While that protein should be spread throughout the day, Sims is adamant about one point: menopausal people need to consume a whopping 40 grams of high-quality protein with about four grams of leucine (one of nine essential amino acids) within 30 minutes of a hard workout to help build lean muscle and recover. Two scoops of most whey protein powders (or a leucine supplement) will get you there, but you can also get leucine from food sources, including eggs, soybeans, chicken, almonds, beef, salmon, and peanuts. There’s also new research suggesting that getting enough high-quality leucine may reduce cognitive impairment—sometimes called brain fog—that many people cite as a menopausal symptom. That’s because it helps decrease levels of tryptophan in the brain. While tryptophan is a generally beneficial amino acid that can be converted into serotonin and melatonin (which help sleep and mood), too much of it can make you feel fuzzy and fatigued.

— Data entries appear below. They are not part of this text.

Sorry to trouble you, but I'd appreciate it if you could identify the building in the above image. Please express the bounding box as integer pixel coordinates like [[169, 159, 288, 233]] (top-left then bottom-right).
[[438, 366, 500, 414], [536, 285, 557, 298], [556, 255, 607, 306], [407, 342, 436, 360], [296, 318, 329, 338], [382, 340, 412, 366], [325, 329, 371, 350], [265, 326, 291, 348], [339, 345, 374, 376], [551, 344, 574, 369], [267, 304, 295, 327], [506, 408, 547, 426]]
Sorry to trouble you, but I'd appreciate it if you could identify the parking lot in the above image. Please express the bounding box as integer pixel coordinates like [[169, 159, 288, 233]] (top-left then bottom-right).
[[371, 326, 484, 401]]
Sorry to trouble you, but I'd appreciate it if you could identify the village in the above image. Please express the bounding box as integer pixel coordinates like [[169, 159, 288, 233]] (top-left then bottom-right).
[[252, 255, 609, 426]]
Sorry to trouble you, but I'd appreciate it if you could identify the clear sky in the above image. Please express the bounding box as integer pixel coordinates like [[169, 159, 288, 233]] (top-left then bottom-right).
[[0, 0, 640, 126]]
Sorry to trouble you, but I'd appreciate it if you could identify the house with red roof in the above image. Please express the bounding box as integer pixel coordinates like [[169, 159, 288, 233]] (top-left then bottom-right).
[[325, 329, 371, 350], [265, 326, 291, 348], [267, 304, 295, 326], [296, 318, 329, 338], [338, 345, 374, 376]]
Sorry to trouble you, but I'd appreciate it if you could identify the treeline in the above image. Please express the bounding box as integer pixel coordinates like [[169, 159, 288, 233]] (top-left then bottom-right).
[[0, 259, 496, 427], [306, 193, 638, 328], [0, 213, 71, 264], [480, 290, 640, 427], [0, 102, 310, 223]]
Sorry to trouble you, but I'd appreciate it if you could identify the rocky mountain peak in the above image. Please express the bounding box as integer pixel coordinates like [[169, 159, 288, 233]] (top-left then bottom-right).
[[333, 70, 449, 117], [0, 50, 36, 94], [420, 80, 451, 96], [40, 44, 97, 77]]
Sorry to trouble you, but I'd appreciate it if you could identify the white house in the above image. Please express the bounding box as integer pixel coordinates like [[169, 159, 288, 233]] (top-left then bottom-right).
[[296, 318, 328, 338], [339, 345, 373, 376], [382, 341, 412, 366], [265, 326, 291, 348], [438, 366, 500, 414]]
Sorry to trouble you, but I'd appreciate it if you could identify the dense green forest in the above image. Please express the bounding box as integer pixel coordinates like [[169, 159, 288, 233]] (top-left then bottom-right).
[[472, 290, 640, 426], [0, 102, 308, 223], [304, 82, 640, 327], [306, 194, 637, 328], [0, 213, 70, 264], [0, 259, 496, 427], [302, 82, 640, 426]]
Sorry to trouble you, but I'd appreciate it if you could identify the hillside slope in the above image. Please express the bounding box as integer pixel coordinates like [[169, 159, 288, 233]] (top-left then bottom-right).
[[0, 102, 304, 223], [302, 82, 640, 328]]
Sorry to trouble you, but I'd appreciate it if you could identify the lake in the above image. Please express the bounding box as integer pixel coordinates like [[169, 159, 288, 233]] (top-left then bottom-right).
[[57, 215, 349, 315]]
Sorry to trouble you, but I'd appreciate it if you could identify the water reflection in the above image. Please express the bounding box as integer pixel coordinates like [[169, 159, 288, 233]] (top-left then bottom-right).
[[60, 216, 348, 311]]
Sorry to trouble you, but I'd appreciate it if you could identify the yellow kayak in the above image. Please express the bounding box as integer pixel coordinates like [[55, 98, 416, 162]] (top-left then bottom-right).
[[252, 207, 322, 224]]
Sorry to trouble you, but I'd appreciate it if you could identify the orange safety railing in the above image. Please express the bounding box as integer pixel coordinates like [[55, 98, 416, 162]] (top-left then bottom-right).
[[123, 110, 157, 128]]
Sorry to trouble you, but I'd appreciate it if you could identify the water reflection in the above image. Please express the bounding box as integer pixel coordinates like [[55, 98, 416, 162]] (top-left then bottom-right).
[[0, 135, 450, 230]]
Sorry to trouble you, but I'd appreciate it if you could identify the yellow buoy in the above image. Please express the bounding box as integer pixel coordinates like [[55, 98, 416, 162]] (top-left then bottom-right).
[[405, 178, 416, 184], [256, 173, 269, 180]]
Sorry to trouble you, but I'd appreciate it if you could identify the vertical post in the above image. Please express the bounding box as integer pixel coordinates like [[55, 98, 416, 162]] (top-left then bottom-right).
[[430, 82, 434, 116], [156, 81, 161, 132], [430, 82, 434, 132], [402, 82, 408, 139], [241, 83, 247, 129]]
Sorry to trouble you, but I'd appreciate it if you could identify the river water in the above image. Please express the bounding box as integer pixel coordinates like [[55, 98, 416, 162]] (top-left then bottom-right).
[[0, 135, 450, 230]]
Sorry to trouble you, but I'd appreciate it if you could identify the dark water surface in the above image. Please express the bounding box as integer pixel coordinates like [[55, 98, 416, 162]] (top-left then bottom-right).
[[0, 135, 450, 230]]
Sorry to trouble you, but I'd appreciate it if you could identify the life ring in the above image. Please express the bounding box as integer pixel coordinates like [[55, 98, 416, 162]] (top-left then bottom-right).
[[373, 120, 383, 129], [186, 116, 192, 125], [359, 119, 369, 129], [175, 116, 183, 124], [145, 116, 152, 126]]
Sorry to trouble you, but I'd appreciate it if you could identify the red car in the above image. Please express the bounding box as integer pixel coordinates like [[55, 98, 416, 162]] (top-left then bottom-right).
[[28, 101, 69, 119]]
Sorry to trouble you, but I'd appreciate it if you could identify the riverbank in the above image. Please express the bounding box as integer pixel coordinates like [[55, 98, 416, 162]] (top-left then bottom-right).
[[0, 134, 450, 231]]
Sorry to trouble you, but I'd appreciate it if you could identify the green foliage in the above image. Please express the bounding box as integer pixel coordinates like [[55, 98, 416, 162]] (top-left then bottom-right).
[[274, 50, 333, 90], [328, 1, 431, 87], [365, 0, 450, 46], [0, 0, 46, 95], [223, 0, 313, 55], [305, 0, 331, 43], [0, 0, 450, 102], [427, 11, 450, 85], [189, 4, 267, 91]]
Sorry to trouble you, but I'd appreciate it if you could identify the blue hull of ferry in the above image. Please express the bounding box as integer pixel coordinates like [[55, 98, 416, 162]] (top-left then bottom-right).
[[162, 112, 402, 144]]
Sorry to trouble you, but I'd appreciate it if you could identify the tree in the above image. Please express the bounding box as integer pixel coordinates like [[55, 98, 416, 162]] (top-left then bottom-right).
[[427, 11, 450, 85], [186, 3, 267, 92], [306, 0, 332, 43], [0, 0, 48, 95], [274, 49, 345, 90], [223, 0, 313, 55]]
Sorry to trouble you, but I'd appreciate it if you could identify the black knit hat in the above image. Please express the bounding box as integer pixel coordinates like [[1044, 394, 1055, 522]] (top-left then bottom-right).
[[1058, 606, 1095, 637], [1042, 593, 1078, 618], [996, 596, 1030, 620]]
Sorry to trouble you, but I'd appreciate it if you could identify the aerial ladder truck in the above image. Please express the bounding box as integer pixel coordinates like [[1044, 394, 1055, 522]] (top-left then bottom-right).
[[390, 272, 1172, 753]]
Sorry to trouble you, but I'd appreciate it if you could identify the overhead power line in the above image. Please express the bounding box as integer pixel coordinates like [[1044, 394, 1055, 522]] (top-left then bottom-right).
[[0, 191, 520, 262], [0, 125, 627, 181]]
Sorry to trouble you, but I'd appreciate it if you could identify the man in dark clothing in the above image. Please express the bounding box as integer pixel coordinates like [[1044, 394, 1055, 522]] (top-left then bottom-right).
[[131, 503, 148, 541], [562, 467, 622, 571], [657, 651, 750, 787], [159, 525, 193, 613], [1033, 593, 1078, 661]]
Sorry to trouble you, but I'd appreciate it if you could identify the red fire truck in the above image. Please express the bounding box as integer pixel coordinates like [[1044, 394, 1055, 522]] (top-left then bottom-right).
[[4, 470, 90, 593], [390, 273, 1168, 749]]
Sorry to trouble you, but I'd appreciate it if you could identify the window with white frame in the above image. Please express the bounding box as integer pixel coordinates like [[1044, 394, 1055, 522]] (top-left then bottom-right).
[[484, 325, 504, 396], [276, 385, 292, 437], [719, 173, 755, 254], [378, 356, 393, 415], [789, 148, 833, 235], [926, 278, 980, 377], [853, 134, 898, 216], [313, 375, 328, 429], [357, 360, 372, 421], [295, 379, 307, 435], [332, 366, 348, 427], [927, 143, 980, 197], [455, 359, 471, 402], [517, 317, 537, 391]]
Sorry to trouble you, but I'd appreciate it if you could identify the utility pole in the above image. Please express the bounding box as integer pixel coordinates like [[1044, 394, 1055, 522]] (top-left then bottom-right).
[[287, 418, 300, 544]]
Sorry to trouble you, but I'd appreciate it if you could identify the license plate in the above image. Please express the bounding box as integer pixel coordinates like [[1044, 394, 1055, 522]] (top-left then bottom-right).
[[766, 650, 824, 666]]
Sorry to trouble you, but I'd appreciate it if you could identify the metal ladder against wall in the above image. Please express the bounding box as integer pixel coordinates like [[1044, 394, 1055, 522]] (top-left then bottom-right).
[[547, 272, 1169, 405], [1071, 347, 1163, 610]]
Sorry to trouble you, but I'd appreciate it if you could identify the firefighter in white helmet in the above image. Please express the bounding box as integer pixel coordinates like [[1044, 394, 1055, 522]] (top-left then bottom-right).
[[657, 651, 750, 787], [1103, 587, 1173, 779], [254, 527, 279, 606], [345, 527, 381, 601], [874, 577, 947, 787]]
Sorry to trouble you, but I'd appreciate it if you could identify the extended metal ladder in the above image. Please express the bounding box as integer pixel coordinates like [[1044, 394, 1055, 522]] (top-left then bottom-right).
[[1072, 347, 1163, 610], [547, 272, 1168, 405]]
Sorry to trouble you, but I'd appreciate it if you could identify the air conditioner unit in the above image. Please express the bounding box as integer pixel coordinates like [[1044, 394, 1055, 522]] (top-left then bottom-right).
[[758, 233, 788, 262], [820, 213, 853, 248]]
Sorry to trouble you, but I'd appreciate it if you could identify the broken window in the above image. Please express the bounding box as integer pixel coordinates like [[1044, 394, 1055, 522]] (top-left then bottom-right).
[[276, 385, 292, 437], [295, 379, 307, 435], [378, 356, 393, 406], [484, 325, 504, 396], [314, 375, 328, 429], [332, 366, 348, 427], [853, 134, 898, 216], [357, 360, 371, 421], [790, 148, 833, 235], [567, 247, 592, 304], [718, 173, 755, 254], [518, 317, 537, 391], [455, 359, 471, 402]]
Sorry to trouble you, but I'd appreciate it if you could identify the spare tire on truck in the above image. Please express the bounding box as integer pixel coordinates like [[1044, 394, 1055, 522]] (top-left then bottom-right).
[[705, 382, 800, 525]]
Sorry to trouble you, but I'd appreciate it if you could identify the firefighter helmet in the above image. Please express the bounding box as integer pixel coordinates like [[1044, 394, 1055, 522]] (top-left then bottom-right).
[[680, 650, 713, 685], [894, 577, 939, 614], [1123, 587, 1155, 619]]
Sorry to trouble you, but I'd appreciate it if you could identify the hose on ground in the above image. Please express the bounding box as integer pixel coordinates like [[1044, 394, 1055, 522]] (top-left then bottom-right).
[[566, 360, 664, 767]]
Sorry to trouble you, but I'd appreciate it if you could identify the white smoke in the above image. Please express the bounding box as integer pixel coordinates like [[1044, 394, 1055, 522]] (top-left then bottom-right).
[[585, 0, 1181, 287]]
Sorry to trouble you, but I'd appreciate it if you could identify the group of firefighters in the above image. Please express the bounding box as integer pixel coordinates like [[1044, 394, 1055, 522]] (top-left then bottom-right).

Make sure you get enough calcium and vitamin D. The National Osteoporosis Foundation recommends a total daily intake of 1,200 milligrams calcium and between 800 to 1,000 international units (IUs) of vitamin D for good bone health. For reference, a glass of milk contains about 300 milligrams of calcium, and one serving of salmon nets you between 250 and 1,000 IUs of vitamin D (wild-caught salmon boasts higher levels of vitamin D). If you aren’t sure you’re getting enough from your diet, don’t hesitate to take a supplement.
Don’t Give Up
If you’re months or years past the menopausal transition, don’t despair. There’s still time to mitigate its effects on your body.
“Exercise can’t entirely reverse the effects of declining estrogen on the body,” the University of Colorado’s Kohrt says. “But there are so many potential health benefits, regardless of what you do. Anything is better than nothing—and it’s never too late to start.”